Former Indianapolis Colts and Green Bay Packers center Jeff Saturday has seen enough of former Texas A&M star quarterback Johnny Manziel to be sold on his ability to succeed in the NFL, and he doesn't want to hear about the competitive gap between the SEC and the Sunday league.
"He makes a lot of plays against good players that you're going to see on Sundays. So it's not like he's going to be that shocked (by) talent when he moves from the SEC to the NFL," Saturday told The Herd on ESPN radio. "A lot of those guys from the SEC are going to be first-round picks, and in a few years are going to develop into great players. There's not going to be the learning curve that everybody expects."

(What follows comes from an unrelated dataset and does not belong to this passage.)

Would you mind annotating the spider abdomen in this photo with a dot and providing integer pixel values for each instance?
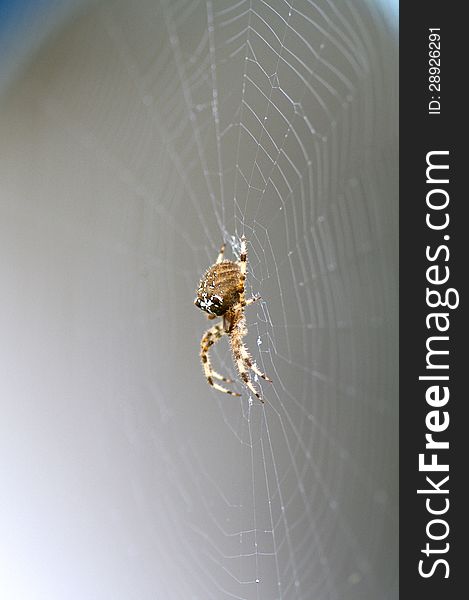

That's the sort of comment that rolls far more easily off the tongue of a former SEC player who echoes the pervasive sentiment that the SEC is on a competitive plane of its own between the NFL and the rest of college football. But Saturday isn't an SEC product, having played at a middling ACC program at North Carolina. And after spending his career snapping to two of the NFL's best quarterbacks -- Peyton Manning and Aaron Rodgers -- he's been around enough winning quarterback play on Sundays to know what it looks like and what is required.
Manziel shredded SEC defenses with relative ease for two years, amassing nearly 10,000 yards in career total offense and winning the Heisman Trophy as a redshirt freshman in 2012. He did it from a shotgun offense that operated without a huddle and at a breakneck pace, something Saturday believes can translate as well, even though NFL quarterbacks primarily operate from under center.
"(With) the no-huddle, you can neutralize a lot with formations, with spreads, with motions," Saturday added. "You get to see defenses; they show themselves because they have to. You look at Seattle, as effective as they were, they're not complicated. They line and they say, 'Beat us.' "
Up first with the opportunity to take a chance on Johnny Football is the Houston Texans, who are in need of a quarterback and are facing some local pressure to make the Kerrville, Texas, native the new centerpiece of the Texans' offense.